Numerical simulations show wider stability regions than analytical predictions.

Stochastic noise can enhance the stability of the inverted pendulum.

Optimal number of excitation cosines maximizes survival probability.

Abstract

In this paper, we explore the stability of an inverted pendulum under a generalized parametric excitation described by a superposition of $N$ cosines with different amplitudes and frequencies, based on a simple stability condition that does not require any use of Lyapunov exponent, for example. Our analysis is separated in 3 different cases: $N=1$, $N=2$, and $N$ very large. Our results were obtained via numerical simulations by fourth-order Runge Kutta integration of the non-linear equations. We also calculate the effective potential also for $N>2$. We show then that numerical integrations recover a wider region of stability that are not captured by the (approximated) analytical method.
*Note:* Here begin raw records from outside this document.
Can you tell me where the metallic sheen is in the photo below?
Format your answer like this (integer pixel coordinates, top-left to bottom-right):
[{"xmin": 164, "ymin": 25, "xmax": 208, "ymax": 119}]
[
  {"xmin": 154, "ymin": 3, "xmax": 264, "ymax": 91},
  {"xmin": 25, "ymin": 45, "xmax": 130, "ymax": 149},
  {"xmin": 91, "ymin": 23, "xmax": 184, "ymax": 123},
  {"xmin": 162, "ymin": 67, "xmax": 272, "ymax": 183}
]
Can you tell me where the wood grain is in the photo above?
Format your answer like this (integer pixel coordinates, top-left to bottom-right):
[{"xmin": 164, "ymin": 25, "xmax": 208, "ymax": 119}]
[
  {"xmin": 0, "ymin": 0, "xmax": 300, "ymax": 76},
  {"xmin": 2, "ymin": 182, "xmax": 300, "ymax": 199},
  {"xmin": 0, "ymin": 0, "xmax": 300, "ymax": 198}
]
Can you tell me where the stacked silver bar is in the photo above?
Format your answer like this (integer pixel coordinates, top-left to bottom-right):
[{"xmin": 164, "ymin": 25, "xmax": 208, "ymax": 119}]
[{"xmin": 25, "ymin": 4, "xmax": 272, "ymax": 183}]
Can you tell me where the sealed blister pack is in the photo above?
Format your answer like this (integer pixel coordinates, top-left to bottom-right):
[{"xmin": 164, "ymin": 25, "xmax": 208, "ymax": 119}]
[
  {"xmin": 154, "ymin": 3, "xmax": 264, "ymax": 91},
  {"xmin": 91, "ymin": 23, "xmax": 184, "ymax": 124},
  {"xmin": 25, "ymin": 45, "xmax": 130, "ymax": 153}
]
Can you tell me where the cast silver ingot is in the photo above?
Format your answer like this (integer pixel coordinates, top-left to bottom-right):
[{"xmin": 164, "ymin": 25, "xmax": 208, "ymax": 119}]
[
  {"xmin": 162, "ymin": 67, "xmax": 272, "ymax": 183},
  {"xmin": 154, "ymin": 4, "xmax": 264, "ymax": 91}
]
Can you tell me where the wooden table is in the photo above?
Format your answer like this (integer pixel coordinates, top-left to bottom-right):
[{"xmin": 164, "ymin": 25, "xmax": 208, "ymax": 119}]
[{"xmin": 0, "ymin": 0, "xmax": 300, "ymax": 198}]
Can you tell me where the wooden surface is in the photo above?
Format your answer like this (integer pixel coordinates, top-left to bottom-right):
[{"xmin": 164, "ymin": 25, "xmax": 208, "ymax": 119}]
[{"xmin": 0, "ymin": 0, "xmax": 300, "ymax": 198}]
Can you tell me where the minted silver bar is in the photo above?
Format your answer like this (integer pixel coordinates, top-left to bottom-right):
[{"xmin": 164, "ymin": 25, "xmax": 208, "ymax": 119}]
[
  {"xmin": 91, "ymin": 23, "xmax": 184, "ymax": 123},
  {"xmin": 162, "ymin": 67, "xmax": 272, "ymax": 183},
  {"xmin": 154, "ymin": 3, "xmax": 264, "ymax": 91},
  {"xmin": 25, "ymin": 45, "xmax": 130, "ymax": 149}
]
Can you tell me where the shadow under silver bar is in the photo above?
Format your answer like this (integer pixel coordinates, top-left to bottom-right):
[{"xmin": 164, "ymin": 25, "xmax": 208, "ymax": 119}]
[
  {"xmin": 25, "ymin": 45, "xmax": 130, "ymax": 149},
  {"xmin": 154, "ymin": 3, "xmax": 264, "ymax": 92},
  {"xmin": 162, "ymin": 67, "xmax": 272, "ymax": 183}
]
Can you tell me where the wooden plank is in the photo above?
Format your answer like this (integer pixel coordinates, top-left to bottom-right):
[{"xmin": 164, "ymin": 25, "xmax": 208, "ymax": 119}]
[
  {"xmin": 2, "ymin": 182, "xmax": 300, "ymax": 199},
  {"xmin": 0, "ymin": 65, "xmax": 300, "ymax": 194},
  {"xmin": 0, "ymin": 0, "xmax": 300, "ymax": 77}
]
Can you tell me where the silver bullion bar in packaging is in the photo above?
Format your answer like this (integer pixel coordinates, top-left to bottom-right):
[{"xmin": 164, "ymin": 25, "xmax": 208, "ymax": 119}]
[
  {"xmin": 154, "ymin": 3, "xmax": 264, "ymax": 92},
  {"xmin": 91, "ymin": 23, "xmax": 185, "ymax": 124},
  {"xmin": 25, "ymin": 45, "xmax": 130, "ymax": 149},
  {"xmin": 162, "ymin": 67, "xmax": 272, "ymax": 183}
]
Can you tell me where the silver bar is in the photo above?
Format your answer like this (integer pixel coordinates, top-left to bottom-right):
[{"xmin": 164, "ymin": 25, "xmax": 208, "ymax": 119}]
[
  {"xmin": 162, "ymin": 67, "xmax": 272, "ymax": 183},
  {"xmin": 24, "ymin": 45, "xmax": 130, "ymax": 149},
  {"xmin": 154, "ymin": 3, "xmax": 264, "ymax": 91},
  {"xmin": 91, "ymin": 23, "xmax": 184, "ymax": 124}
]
We also analyze stochastic stabilization here: firstly, we look the effects of external noise in the stability diagram by enlarging the variance, and secondly, when $N$ is large, we rescale the amplitude by showing that the diagrams for time survival of the inverted pendulum resembles the exact case for $N=1$. Finally, we find numerically the optimal number of cosines corresponding to the maximal survival probability of the pendulum.